Solved – How does local connection implied in the CNN algorithm

convolutionneural networks

I am trying to understand the process of Convolutional Neural Networks. Basically, I am trying to understand how does the local connection works. The first step of CNN is a convolution layer where every image is convolved with filters. If for example I have 100 filters, how does the local connections working? If I am understanding well, I have to convolve the input image with all 100 filters in order to produce 100 feature map in the convolutional layer. How does local connection implied in the CNN process? Where is the idea of local receptive fields implied?

EDiT: After the design of the architecture. The weights of all layers, convolutional pooling and the fully connected layer are trained by using back propagation?

Best Answer

To understand the local connectivity, first think about giving an image as input into just a regular fully connected neural network.

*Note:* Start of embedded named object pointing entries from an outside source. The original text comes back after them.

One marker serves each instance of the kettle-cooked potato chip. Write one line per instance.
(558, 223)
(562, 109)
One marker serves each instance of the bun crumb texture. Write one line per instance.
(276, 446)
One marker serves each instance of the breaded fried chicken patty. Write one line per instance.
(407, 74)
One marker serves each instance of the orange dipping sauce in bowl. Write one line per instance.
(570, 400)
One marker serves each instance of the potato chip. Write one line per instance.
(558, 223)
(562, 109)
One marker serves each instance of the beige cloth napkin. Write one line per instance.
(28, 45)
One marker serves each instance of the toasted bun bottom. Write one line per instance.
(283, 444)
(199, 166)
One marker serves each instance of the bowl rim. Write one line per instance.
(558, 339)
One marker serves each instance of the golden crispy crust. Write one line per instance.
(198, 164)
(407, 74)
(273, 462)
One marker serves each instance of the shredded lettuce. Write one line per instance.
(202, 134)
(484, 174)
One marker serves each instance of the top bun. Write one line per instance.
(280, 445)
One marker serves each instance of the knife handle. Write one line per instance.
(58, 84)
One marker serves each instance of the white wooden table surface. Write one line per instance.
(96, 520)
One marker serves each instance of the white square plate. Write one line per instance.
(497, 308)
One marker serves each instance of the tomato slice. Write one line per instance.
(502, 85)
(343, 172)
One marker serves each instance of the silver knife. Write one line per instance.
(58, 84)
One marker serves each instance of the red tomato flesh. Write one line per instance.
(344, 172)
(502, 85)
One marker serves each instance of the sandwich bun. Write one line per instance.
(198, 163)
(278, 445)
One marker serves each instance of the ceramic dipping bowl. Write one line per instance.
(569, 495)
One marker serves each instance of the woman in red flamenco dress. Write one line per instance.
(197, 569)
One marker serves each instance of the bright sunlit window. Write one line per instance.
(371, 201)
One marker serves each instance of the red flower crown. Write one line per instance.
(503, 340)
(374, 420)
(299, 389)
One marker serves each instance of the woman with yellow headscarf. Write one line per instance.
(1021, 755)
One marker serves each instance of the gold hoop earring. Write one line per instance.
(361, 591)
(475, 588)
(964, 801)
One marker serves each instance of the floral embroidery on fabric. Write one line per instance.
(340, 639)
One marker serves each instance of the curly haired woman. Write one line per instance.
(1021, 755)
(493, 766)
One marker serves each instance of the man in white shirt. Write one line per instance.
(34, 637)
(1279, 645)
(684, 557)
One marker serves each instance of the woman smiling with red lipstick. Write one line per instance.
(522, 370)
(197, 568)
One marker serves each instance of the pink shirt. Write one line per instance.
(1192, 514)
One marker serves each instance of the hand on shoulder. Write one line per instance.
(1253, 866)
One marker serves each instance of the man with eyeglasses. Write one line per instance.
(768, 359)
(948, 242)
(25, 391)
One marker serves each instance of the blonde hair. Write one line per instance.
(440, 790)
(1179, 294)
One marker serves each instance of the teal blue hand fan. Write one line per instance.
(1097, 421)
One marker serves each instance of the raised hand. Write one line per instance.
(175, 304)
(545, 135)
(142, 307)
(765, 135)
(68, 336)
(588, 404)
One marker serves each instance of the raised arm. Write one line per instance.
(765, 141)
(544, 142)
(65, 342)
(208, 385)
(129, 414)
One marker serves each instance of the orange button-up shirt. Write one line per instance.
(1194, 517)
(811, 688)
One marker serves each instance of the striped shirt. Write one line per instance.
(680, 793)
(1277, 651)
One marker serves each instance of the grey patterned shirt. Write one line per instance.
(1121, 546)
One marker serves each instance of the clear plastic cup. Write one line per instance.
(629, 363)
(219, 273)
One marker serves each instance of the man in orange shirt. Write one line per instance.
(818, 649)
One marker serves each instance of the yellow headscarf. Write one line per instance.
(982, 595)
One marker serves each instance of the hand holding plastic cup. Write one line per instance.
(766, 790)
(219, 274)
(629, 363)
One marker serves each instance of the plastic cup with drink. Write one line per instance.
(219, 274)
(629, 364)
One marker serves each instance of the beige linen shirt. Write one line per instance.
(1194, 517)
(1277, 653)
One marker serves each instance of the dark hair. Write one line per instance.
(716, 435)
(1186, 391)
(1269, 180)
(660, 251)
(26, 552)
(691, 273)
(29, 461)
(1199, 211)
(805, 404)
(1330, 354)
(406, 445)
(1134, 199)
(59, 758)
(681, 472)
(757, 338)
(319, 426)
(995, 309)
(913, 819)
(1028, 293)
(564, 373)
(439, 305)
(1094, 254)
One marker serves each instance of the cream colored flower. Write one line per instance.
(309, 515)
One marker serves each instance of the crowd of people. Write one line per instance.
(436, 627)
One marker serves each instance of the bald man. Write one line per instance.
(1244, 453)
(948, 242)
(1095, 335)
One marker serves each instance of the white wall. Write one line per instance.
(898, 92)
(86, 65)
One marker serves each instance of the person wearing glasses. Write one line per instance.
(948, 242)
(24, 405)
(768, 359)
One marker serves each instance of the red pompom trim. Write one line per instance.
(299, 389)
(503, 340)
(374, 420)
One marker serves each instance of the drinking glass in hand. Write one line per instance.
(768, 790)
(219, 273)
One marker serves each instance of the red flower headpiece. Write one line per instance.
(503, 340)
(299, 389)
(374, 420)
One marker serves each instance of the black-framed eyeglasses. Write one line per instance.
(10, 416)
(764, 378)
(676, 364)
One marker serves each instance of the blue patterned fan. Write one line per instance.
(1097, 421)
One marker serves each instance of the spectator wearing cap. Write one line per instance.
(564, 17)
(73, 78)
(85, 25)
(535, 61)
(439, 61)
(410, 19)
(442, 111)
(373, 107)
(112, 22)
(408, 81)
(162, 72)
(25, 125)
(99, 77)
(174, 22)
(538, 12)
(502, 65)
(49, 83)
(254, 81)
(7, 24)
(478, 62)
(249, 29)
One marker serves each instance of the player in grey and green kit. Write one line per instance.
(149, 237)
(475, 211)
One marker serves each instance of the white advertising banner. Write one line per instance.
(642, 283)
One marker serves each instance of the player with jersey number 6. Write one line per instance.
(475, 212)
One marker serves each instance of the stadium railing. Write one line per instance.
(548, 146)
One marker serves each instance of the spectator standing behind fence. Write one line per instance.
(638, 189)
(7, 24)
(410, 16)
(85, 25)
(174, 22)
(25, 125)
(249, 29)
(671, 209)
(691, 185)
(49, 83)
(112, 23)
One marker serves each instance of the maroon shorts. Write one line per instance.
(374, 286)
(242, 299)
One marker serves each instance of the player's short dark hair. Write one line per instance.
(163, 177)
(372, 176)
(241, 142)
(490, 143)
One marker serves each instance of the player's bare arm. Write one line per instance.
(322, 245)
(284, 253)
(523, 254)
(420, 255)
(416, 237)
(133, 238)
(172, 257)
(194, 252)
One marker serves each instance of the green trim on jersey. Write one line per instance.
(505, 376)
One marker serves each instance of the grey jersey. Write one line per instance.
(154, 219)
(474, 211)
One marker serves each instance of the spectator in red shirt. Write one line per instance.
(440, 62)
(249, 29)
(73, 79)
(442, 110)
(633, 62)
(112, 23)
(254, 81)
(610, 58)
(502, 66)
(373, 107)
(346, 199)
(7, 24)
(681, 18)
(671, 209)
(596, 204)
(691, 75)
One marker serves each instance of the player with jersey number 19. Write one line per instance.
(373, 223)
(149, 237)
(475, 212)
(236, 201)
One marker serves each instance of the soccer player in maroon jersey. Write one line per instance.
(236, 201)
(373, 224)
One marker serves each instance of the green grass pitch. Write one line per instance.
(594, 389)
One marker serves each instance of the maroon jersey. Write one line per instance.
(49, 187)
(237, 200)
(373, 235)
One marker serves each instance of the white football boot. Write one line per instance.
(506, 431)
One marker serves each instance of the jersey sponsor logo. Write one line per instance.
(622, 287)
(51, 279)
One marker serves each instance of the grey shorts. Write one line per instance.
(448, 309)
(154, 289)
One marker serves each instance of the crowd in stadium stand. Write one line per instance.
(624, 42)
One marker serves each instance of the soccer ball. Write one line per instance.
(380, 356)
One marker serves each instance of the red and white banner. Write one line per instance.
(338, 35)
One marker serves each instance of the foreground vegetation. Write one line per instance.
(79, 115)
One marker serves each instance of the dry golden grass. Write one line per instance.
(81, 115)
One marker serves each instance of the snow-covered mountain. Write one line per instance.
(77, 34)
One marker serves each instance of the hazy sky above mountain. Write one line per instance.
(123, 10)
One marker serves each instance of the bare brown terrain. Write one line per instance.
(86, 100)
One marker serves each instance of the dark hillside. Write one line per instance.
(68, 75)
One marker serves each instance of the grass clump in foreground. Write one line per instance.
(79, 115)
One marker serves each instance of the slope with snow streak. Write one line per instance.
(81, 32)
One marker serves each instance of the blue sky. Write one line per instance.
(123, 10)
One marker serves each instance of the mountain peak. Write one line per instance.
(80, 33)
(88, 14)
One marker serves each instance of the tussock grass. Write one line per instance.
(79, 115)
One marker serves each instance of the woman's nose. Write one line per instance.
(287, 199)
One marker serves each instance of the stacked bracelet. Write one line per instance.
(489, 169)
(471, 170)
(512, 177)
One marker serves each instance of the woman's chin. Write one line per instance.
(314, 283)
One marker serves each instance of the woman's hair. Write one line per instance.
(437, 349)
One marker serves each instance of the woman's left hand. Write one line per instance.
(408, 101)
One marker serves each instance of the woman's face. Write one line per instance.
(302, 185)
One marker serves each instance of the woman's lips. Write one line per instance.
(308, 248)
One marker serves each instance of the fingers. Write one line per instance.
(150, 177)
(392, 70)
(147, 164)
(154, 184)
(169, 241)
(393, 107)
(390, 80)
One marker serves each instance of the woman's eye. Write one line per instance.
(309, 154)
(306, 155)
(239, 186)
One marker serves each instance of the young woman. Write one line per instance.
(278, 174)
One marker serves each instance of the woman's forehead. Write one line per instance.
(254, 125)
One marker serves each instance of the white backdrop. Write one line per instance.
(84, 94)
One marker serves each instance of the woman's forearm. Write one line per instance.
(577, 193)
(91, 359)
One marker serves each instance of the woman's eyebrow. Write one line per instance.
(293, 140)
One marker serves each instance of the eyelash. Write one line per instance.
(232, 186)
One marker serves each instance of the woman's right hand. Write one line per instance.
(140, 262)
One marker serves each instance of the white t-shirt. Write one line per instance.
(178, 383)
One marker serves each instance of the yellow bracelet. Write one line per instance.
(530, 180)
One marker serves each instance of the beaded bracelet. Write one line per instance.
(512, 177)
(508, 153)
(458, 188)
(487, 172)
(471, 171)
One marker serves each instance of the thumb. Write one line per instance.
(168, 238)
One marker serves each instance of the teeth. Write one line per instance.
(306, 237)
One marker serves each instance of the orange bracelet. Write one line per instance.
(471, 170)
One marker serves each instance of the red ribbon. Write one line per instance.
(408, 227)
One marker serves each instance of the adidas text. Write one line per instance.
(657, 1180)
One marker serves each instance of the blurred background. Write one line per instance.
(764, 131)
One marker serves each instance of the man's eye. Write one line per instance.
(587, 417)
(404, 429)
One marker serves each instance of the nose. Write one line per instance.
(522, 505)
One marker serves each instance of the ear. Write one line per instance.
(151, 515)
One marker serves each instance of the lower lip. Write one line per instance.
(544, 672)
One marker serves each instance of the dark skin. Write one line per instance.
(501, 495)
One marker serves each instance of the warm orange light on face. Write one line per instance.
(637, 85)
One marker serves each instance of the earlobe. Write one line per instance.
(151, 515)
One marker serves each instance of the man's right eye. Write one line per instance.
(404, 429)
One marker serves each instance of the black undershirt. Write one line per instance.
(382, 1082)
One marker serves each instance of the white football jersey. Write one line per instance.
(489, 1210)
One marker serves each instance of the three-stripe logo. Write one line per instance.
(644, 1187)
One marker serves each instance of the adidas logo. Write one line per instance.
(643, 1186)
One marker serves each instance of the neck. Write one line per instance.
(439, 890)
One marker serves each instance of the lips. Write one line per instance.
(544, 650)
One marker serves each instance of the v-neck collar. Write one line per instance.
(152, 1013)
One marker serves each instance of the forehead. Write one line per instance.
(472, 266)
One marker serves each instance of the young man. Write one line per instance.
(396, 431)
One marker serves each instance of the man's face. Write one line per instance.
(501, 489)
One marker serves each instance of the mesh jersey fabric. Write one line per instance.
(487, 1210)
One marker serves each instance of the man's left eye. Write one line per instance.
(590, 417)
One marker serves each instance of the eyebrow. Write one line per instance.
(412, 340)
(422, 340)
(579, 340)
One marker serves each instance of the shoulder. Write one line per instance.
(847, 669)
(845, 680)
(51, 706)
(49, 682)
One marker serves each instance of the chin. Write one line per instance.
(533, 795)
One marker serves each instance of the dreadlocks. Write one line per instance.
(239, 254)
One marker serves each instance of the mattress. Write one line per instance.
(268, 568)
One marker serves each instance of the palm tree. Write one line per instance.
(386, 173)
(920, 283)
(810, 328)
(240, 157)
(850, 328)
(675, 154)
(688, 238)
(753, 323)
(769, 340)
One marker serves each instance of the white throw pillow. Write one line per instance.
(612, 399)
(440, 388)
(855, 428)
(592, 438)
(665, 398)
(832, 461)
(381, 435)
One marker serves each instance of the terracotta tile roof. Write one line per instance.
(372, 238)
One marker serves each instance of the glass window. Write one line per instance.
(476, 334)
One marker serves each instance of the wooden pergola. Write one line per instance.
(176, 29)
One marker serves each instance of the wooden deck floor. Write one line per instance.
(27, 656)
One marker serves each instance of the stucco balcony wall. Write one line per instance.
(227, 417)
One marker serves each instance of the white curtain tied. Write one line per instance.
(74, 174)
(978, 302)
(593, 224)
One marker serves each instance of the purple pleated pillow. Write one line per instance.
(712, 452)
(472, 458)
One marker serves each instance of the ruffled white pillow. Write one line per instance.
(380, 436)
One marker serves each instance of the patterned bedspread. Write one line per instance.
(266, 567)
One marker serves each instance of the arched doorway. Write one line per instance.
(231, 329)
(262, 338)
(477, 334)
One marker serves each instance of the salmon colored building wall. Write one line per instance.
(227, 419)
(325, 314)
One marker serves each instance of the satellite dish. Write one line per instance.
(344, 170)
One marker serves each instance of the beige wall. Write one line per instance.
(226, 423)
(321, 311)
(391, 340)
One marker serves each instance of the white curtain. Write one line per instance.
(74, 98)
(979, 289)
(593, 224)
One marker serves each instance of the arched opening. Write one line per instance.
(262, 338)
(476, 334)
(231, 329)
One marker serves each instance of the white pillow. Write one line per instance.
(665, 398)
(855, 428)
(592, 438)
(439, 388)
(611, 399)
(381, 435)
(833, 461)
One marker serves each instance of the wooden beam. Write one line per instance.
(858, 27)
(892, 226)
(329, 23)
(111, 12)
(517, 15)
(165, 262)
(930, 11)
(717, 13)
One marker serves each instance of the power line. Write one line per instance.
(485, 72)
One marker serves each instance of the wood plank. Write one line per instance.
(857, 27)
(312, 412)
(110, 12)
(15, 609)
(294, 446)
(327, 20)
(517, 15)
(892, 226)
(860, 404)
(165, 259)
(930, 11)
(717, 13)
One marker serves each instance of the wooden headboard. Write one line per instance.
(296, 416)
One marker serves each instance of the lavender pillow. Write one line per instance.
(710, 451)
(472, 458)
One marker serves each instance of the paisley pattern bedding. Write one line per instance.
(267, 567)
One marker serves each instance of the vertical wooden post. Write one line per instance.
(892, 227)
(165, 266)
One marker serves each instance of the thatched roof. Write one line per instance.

Each input (pixel value) is connected to every neuron in the first layer. So each neuron in the first layer is getting input from EVERY part of the image.

With a convolutional network, each neuron only receives input from a small local group of the pixels in the input image. This is what is meant by "local connectivity", all of the inputs that go into a given neuron are actually close to each other.

For your second question, yes, both the fully connected layers and the convolutional layers can be trained using back propagation. You take the errors after propagating back to the first fully connected layer and start your convolutional layer propagation using those.